Arms and the Man: The Brave New World for Scientists

Arms and the Man: The Brave New World for Scientists

All the benefits mankind may some day gain from atomic energy and space travel cannot hide the fact that the main reason science has recently been catapulted into importance is its ability to advance the technology of warfare. From a self-directed discipline followed by a small and quiet fraternity, science became an indispensable part of the military services during the war years.

Scientists are not bribed to work on weapons research; their laboratories have simply become dependent on defense funds. The majority of jobs in science today are subsidized, directly or indirectly, by military agencies, so that if any considerable number of scientists were to refuse further military work, their alternative would not be to return to nonmilitary research, but to leave scientific work. They would thus set themselves off from their colleagues and from society at large, for it is more respectable to accept the new state of affairs than to resist it.

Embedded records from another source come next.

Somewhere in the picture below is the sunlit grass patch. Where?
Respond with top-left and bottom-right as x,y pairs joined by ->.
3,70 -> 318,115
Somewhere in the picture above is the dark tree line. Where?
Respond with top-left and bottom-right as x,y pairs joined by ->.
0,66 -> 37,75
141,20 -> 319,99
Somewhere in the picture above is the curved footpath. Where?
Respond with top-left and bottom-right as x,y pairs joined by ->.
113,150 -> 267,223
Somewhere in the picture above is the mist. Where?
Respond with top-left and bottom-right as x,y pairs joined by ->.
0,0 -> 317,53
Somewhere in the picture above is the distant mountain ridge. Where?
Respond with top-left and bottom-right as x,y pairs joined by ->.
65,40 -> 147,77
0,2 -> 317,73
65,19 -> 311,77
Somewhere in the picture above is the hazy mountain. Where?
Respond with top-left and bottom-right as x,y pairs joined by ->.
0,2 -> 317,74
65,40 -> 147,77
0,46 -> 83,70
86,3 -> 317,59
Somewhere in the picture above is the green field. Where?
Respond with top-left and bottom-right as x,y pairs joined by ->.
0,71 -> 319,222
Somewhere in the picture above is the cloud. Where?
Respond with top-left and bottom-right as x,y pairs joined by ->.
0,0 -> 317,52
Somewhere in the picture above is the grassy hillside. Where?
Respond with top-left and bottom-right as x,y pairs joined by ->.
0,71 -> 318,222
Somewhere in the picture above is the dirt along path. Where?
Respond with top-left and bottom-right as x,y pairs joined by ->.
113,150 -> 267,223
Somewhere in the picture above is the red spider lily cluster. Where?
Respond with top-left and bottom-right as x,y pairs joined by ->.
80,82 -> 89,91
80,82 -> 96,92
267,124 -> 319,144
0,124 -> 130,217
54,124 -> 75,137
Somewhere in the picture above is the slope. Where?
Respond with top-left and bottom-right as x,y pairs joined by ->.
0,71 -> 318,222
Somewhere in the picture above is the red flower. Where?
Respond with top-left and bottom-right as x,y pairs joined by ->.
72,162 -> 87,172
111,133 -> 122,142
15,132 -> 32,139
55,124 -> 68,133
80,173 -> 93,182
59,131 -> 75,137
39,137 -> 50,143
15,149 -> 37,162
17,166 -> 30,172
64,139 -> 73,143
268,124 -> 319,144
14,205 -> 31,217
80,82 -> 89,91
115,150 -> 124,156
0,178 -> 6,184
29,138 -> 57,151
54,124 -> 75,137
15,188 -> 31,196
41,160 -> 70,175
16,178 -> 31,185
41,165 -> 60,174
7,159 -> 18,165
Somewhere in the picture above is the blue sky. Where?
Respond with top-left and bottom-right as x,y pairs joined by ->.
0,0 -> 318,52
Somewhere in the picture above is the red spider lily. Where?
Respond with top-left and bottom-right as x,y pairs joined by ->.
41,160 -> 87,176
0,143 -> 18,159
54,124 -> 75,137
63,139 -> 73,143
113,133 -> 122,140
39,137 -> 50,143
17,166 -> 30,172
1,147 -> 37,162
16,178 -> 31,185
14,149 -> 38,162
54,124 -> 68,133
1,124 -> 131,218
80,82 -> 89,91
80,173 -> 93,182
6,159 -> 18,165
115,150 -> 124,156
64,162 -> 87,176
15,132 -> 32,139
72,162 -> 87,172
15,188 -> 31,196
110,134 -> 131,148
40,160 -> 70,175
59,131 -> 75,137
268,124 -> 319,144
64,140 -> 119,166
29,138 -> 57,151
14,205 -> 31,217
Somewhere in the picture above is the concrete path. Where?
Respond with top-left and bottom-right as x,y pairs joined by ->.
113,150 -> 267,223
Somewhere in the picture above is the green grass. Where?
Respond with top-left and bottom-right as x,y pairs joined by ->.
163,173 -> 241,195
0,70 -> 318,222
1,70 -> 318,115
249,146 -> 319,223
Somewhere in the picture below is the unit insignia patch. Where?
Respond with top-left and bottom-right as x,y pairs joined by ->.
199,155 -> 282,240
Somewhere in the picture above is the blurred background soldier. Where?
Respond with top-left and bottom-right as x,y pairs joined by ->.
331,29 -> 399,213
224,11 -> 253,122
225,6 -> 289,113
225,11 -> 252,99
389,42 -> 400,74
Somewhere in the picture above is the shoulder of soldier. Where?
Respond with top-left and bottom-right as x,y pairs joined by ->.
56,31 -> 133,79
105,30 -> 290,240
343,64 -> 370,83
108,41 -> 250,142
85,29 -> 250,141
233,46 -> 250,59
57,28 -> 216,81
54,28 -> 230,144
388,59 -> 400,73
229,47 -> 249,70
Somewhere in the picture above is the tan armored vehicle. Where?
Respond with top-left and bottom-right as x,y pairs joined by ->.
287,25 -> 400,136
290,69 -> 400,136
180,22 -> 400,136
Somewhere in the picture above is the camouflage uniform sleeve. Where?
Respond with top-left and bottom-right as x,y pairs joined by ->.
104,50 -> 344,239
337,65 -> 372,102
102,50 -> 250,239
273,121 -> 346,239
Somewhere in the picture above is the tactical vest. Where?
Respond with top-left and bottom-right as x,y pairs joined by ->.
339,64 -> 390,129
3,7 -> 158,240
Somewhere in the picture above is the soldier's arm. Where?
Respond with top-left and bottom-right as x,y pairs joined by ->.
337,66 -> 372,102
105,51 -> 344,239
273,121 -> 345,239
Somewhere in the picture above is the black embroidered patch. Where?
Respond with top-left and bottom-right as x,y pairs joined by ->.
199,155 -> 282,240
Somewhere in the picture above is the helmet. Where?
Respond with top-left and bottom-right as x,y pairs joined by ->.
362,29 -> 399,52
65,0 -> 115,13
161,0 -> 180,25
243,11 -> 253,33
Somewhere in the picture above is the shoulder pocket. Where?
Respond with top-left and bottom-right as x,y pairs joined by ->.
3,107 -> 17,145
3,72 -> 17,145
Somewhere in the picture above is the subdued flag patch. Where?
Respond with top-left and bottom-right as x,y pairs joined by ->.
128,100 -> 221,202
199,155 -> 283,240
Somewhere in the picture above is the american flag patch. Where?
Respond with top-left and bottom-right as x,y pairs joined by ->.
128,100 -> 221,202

The Cold War raises fundamental questions for scientists: is the present weapons research program a means of strengthening democratic forces, or at least of holding off totalitarianism? Since the survival of civilization itself is at stake, is not opposition to, or abstention from, the defense effort hopelessly idealistic? Is not support of weapons research politically and morally the lesser evil? Isn’t the only alternative a purely personal attempt to escape responsibility for the evil of war?